For exercise performance, 3–5 g/day is sufficient — that's where muscle stores saturate. However, the brain absorbs creatine more slowly due to the blood-brain barrier, and recent cognitive studies use higher doses. A 2024 systematic review of 16 RCTs found significant cognitive improvements at higher doses, especially under stress. If you're targeting cognitive wellness, the emerging evidence supports 10+ g. If unsure, 5 g/day is a safe starting point. Creatine monohydrate is the most studied form.
I work night shifts — when should I take everything?
Take creatine when you wake up (even if that's afternoon/evening). Glycine and magnesium glycinate should be taken ~1 hour before you plan to sleep, regardless of clock time. NAC can be taken before a shift if it causes wakefulness. Align supplements with your personal sleep/wake cycle, not the clock.
Where can I buy these supplements?
Look for brands with third-party testing and GMP-certified facilities.
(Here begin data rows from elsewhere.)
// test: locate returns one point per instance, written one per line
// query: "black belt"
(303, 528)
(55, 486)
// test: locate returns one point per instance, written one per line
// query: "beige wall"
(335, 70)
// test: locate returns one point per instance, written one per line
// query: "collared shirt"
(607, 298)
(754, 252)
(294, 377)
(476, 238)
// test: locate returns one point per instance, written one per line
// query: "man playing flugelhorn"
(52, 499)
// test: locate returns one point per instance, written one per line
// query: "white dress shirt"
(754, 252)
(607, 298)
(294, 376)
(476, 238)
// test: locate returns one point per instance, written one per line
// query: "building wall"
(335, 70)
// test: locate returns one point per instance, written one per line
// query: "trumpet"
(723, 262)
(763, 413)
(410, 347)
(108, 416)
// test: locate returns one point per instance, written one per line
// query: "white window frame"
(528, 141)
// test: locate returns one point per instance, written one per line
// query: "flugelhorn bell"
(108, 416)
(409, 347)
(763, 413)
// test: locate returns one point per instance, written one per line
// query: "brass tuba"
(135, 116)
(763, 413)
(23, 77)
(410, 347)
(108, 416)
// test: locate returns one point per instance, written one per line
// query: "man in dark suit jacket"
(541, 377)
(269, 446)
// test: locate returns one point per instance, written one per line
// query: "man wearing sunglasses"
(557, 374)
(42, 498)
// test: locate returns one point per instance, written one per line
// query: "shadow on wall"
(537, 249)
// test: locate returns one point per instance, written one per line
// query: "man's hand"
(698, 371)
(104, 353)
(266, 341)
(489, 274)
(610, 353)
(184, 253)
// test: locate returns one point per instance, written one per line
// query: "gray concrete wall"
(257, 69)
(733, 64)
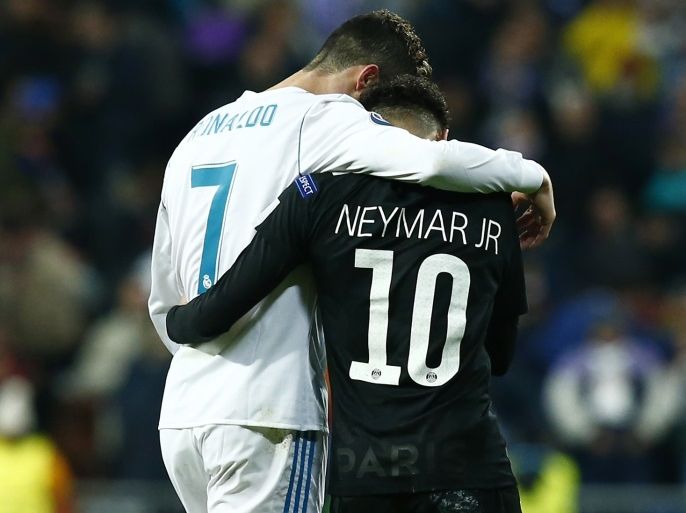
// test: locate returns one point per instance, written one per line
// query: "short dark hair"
(379, 37)
(408, 95)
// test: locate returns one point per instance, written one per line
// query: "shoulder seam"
(300, 133)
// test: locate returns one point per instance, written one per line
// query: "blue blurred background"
(94, 96)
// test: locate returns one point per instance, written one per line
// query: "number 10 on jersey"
(377, 370)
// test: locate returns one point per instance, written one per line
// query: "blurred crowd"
(95, 94)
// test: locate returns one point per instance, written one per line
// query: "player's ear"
(368, 76)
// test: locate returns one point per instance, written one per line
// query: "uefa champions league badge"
(378, 119)
(306, 185)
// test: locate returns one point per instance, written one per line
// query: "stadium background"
(94, 96)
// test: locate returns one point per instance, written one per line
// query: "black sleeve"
(510, 303)
(279, 246)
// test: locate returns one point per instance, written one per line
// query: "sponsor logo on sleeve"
(306, 185)
(379, 120)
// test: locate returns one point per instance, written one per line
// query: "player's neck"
(317, 82)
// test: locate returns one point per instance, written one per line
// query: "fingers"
(520, 199)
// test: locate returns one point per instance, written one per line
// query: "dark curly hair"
(409, 96)
(379, 37)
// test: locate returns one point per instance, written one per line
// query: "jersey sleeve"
(340, 135)
(279, 245)
(164, 290)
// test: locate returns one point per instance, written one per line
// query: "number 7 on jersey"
(220, 176)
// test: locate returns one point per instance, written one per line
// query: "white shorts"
(239, 469)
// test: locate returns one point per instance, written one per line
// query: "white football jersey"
(222, 177)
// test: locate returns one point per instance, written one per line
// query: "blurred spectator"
(548, 479)
(34, 477)
(609, 253)
(605, 40)
(610, 402)
(44, 287)
(118, 378)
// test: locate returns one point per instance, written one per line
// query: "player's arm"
(342, 136)
(277, 248)
(510, 304)
(164, 292)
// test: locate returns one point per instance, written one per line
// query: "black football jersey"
(408, 279)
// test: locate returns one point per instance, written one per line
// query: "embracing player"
(235, 436)
(416, 287)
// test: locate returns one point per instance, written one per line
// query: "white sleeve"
(339, 135)
(164, 292)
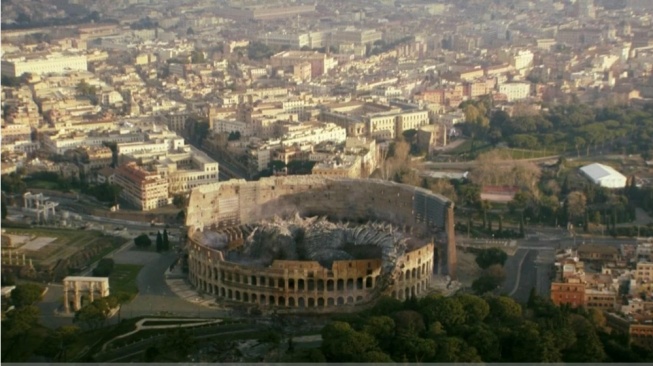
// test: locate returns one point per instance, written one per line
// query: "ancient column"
(66, 303)
(103, 288)
(78, 299)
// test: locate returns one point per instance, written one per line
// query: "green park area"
(49, 247)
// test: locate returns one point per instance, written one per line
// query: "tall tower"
(452, 258)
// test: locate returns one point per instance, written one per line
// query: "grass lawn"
(67, 244)
(528, 154)
(42, 184)
(123, 279)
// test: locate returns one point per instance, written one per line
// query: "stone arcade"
(235, 209)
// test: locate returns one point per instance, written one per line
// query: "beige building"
(143, 189)
(644, 271)
(320, 62)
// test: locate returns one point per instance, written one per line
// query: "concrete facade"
(306, 285)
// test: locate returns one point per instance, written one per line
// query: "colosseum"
(317, 244)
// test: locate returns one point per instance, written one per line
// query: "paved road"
(532, 264)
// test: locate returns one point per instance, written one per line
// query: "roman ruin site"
(307, 243)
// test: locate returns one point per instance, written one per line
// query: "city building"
(38, 64)
(604, 176)
(142, 189)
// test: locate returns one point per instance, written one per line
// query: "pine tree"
(159, 242)
(166, 241)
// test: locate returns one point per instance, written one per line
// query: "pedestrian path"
(174, 323)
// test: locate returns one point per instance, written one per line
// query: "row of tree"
(468, 328)
(162, 241)
(574, 127)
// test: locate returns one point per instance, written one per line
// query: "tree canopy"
(468, 328)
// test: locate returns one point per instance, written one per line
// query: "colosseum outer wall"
(297, 284)
(304, 283)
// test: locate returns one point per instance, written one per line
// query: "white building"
(314, 134)
(515, 91)
(604, 175)
(231, 125)
(43, 64)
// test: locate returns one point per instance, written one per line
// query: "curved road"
(156, 297)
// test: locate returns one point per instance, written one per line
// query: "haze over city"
(327, 181)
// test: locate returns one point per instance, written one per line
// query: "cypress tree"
(166, 241)
(159, 242)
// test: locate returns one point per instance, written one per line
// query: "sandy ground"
(38, 243)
Here are the brands I'd recommend, ordered from cheapest to most expensive:

BulkSupplements Where I buy bulk powders Huge selection, single-ingredient focus, NSF/GMP-certified facility. The place I buy bulk powders like protein and creatine. Use for: creatine, glycine, protein powder
⚠️ CoAs aren't published (must be requested), ConsumerLab found a ~28% failure rate across 18 tested products, and they faced a 2024 mislabeling lawsuit over their magnesium glycinate powder. Fine for simple commodity powders where purity is hard to fake. I'd avoid them for fish oil or anything where contamination risk matters.
Nutricost Best value GMP facility, third-party lab verified, clear labeling. Competitive pricing with a clean track record. Use for: creatine monohydrate, glycine powder
NOW Foods Best all-rounder In-house + third-party tested, GMP-certified, non-GMO, widely available. Good prices without cutting corners. Solid across every category. Use for: magnesium glycinate, melatonin, NAC, omega-3
Thorne Premium NSF-certified, TGA-certified (Australia), many products NSF Certified for Sport. Published CoAs. 2–3x the price, but the highest confidence in label accuracy. Use for: anything where you want clinical-grade assurance
Who should consider taking NAC?
NAC is primarily recommended for adults over 40. Research shows the body's natural glutathione production declines with age, and GlyNAC supplementation (glycine + NAC) has been shown to improve cognition and reduce oxidative stress in older adults (Sekhar et al., Baylor College of Medicine). Younger adults probably don't need it, but can trial it if the core stack alone doesn't feel sufficient. Always take NAC with glycine — glycine buffers NAC and provides the other precursor needed for glutathione synthesis.